For each of our 49 plots, we evaluated the area surrounding it (500 m-radius circles with each plot as the centre) to obtain habitat diversity (Shannon index with the proportion of habitats in the 500 m circle), habitat richness (number of different land use types around), and habitat size (proportion of the same land use type within the 500-m circle). The median distance between plots was around 10 km (range 0.05–20 km). Habitat categories considered were mix forest, oak forest, pine forest, shrubland, croplands and urban areas. Habitat richness and diversity were highly correlated to each other (ρ = 0.80) and thus we only considered the latter in our analyses (see below). To obtain these estimates of landscape structure, we used a detailed vegetation map available for the study area (Terrones et al. 2006) and QGIS (QGIS Madeira 3.4) (QGIS.org 2023). Additionally, we visually estimated plant vertical structure as another important plot-level feature, using the cover of different vegetation strata [density of tall and short shrub (plants ha−1), tree cover (%), groundstorey plant cover (%)], litter (%), and rocks, according to Val and others (2018). This index is related to habitat provision for diverse organisms, including vertebrate and invertebrate animals, lichens or fungi.

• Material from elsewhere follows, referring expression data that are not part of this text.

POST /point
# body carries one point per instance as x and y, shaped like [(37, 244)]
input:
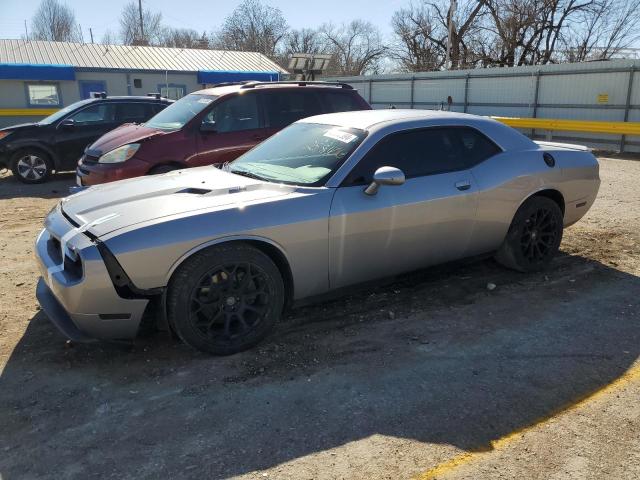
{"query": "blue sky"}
[(201, 15)]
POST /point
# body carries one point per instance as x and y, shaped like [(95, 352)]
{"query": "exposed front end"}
[(76, 290)]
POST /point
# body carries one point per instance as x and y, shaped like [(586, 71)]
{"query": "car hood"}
[(124, 134), (105, 208)]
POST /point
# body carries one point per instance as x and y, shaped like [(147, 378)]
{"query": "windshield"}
[(176, 115), (301, 154), (62, 112)]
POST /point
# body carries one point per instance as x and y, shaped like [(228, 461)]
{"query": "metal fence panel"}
[(581, 91)]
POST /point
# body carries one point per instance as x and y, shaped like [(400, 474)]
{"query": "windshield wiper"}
[(246, 173)]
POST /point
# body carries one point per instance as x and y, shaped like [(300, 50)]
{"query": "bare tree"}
[(253, 27), (55, 21), (305, 40), (356, 47), (421, 33), (414, 49), (182, 38), (109, 38), (130, 28), (601, 30)]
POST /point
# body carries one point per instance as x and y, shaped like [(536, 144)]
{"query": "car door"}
[(229, 129), (425, 221), (85, 127), (282, 107)]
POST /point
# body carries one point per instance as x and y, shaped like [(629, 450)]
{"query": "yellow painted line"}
[(27, 112), (586, 126), (467, 457)]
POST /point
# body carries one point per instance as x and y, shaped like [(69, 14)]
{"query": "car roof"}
[(366, 119), (397, 119), (226, 89), (132, 98)]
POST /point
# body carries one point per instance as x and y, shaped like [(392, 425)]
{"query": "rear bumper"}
[(85, 305), (88, 174)]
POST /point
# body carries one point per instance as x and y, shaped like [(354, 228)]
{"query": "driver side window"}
[(235, 114), (417, 153)]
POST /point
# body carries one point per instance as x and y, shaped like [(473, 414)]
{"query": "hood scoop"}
[(194, 191), (204, 191)]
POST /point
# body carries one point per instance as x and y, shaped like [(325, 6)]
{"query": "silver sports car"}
[(331, 201)]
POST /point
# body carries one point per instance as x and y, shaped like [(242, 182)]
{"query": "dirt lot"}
[(431, 376)]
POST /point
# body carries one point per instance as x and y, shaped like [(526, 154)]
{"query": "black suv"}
[(33, 150)]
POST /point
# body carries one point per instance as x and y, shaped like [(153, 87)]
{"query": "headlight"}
[(120, 154), (5, 133)]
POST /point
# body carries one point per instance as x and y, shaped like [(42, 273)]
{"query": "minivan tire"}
[(31, 165)]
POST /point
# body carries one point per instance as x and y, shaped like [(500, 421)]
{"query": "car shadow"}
[(56, 186), (438, 356)]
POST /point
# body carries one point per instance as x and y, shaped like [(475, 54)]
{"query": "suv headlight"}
[(120, 154)]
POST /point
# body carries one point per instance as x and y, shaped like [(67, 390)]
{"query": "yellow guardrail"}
[(27, 112), (586, 126)]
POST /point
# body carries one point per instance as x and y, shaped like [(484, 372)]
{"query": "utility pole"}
[(450, 24), (141, 22)]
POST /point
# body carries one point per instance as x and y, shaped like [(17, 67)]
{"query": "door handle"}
[(463, 185)]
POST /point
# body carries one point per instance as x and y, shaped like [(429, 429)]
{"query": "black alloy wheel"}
[(534, 236), (225, 299)]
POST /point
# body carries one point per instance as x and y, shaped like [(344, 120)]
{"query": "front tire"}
[(534, 236), (225, 299), (31, 166)]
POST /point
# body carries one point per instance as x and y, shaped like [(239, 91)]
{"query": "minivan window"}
[(178, 114), (235, 114), (284, 108), (95, 114), (340, 101), (133, 112), (63, 112)]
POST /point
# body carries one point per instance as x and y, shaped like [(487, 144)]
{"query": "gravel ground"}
[(431, 375)]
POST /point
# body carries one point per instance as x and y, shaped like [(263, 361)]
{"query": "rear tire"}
[(534, 236), (31, 165), (225, 299)]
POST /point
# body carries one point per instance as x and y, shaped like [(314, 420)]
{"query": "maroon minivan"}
[(210, 126)]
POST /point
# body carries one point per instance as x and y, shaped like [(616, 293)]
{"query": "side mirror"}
[(68, 124), (208, 127), (385, 176)]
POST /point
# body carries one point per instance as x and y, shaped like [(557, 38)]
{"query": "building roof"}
[(97, 56)]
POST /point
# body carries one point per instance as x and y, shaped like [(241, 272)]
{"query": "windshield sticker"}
[(344, 137)]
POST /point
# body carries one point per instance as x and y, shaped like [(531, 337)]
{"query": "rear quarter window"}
[(340, 101)]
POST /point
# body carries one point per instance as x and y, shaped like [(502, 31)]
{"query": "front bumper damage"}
[(79, 297)]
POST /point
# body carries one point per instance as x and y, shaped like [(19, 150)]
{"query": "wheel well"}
[(281, 262), (50, 156), (276, 256), (554, 195)]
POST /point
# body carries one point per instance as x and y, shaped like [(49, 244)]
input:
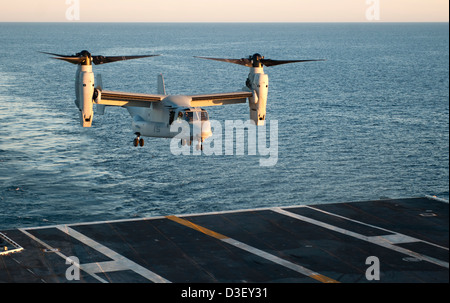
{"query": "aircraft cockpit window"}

Plant and bird diversity and composition

At each plot, we estimated the richness of bird species through point counts, where we recorded each bird species heard or seen. The counting time was 15 min, registering each bird detected around the plot (Bibby et al. 1992). This took place between 7:00–11:00 in the morning, avoiding adverse weather conditions such as wind or rain. We distributed the sampling days randomly amongst plots and land uses, to avoid biasing our results. Due to logistical reasons, we only performed bird surveys once per plot (25 plots in 2020, 24 plots in 2021), always with the same observer and during spring (10th–24th June 2020 and 23rd April–21st May 2021). This surely underestimates bird richness, as winter visitors were left out. However, our sampling should still provide a comparative measurement of differences in bird communities across land use types and landscape configurations, and species-accumulation curves suggest that our sampling provided a reasonably complete survey within each land use type (Figure S2). For plants, we estimated plant richness and cover annotating every plant species found in each of our 5 × 5 m plots (see our full database in https://figshare.com/s/466d31af9cdf11991f57).

We used the public databases available of functional traits for plants (TRY; Kattge et al. 2011) and birds (AVONET; Tobias et al. 2022), to obtain the functional traits of the species we found in our plots. From these databases, we obtained plant height, specific leaf area, and seed mass to represent variation in plant resource-use strategy and function (e.g., Wright et al. 2004; Díaz et al. 2016). For birds, we obtained six ecological variables related to trophic niche, range size, habitat, and 11 continuous morphological traits related to size or mobility and flight. From these traits, we estimated functional diversity using Rao’s quadratic entropy (Q), as implemented in the “FD” package in R (Laliberté and Legendre 2010, CRAN). This index is well suited for presence/absence data and mixes of categorical and continuous traits.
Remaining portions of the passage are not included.